Just to add , if you have multiple pages in TIFF you have to repeat reading the stream with defining a different directory number in TIFFDirectory object and repeat all of the above.
TIFFDirectory tdir = new TIFFDirectory(stream, 1);
The problem with the mentioned library libtiff is that it does extract the image and then saves it recompressed which means another quality loss in case of jpg.

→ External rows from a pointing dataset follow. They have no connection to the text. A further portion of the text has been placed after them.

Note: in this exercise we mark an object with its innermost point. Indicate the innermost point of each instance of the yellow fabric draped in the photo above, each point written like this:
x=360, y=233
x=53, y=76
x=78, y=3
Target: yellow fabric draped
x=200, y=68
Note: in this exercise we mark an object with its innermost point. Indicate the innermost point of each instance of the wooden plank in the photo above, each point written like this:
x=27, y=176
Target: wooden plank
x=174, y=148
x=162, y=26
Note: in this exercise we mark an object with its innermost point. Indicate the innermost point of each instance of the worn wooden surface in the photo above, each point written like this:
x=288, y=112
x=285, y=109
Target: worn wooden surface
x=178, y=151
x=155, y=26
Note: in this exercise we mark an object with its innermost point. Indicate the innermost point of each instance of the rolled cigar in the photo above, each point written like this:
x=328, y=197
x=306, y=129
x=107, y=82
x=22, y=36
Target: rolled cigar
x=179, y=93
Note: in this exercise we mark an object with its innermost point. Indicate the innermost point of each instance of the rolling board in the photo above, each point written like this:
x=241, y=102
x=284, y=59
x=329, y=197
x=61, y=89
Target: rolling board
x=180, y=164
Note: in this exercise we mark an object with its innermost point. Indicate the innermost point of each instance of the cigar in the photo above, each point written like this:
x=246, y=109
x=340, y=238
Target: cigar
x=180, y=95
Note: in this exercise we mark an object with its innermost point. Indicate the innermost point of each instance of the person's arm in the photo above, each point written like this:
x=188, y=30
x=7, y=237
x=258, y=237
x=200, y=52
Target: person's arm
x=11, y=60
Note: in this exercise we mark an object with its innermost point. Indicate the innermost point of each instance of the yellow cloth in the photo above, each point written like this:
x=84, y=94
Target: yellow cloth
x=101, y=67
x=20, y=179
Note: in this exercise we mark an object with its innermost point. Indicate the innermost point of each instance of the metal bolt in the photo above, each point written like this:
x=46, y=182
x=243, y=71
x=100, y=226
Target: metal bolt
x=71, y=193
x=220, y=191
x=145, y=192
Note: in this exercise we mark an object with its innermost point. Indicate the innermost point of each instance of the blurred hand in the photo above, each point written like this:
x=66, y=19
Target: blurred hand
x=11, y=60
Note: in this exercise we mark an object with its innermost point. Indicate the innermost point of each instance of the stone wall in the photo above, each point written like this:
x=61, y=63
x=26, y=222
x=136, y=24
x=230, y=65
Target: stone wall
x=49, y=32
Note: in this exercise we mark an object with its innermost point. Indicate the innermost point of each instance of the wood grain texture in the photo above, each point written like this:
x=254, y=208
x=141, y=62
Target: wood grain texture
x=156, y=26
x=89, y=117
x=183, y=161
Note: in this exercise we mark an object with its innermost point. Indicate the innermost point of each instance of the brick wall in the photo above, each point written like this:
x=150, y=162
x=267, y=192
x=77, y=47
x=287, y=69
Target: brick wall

That said I can accomplish the same without even using a 3rd party lib by just calling GDI+ methods of NET Framework.
The initial author of this thread tries to get the jpeg binary without having to recompress it and that is exactly what I am trying to do as well.
This is a possible solution if you can live with quality loss and do not want to use anythin but .NET library classes:
public static int SplitMultiPage(string sourceFileName, string targetPath)
{
using (Image multipageTIFF = Image.FromFile(sourceFileName))
{
int pageCount = multipageTIFF.GetFrameCount(FrameDimension.Page);
if (pageCount > 1)
{
string sFileName = Path.GetFileNameWithoutExtension (sourceFileName);
for (int i = 0; i < pageCount; i++)
{
multipageTIFF.SelectActiveFrame(FrameDimension.Page, i);
// ein einzelner Frame könnte auch ein anderes Format haben, z.B. JPG, PNG, BMP, etc.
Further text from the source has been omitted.